The theme of setting expectations for how you want your vines to be respected by your visitors flows on to the importance of having your visitors sign in prior to accessing your vines.
Asking your visitor to sign in allows you pose a range of questions, which will allow you to assess the risk they pose to your vines, so you can adequately manage it.
Visitors and their machinery and equipment can pose a risk of introducing and spreading pests, diseases and weeds into your vineyard, some of which could be devastating.
Vinehealth Australia has a free visitor sign in template available for this purpose.
One of the most important factors of having a sign in register is for your staff to review it, preferably when every visitor signs in. You should only allow access to your vines if you know where each visitor (and their machinery or equipment) has been in the past three weeks.
If there has been a visit to a vineyard in a Phylloxera Infested Zone or a Phylloxera Risk Zone in Victoria, New South Wales or Queensland, and the visitors are wearing the same unwashed clothing or non-disinfested footwear they wore in these vineyards, the visitor should be denied access to your vine rows if your vineyard is in a Phylloxera Exclusion Zone.
For further information on a risk-based approach to managing visitors, click here. For import requirements of machinery and equipment, refer to your state’s Plant Quarantine Standard, or equivalent.
To manage the risks, ensure staff have good knowledge of the latest Australian Phylloxera Management Zones map.

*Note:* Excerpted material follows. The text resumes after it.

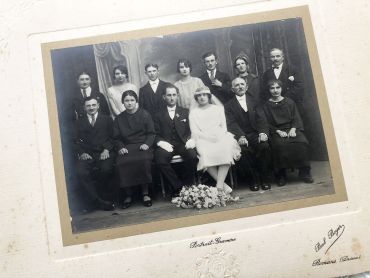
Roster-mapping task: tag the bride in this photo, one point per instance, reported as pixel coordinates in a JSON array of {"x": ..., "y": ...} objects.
[{"x": 217, "y": 148}]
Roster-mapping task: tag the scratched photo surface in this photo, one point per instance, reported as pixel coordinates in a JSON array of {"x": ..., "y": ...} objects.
[{"x": 253, "y": 41}]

Consider what the different phylloxera management zones mean in terms of the risk of bringing phylloxera to your vineyard, and where the risky locations are. Don’t forget the risk international visitors can also pose.

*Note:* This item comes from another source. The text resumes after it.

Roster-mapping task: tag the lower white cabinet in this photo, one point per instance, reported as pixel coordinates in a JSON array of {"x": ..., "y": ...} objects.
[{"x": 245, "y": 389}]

As well as guiding your assessment of risk, a sign in register is vital for facilitating traceback and traceforward studies. In the case of an outbreak of a pest, disease or weed, clear traceback and traceforward paths allow the source of the incursion to be identified quickly, to prevent additional spread on more properties or parts of the same property. We recommend you retain your sign in registers for seven years.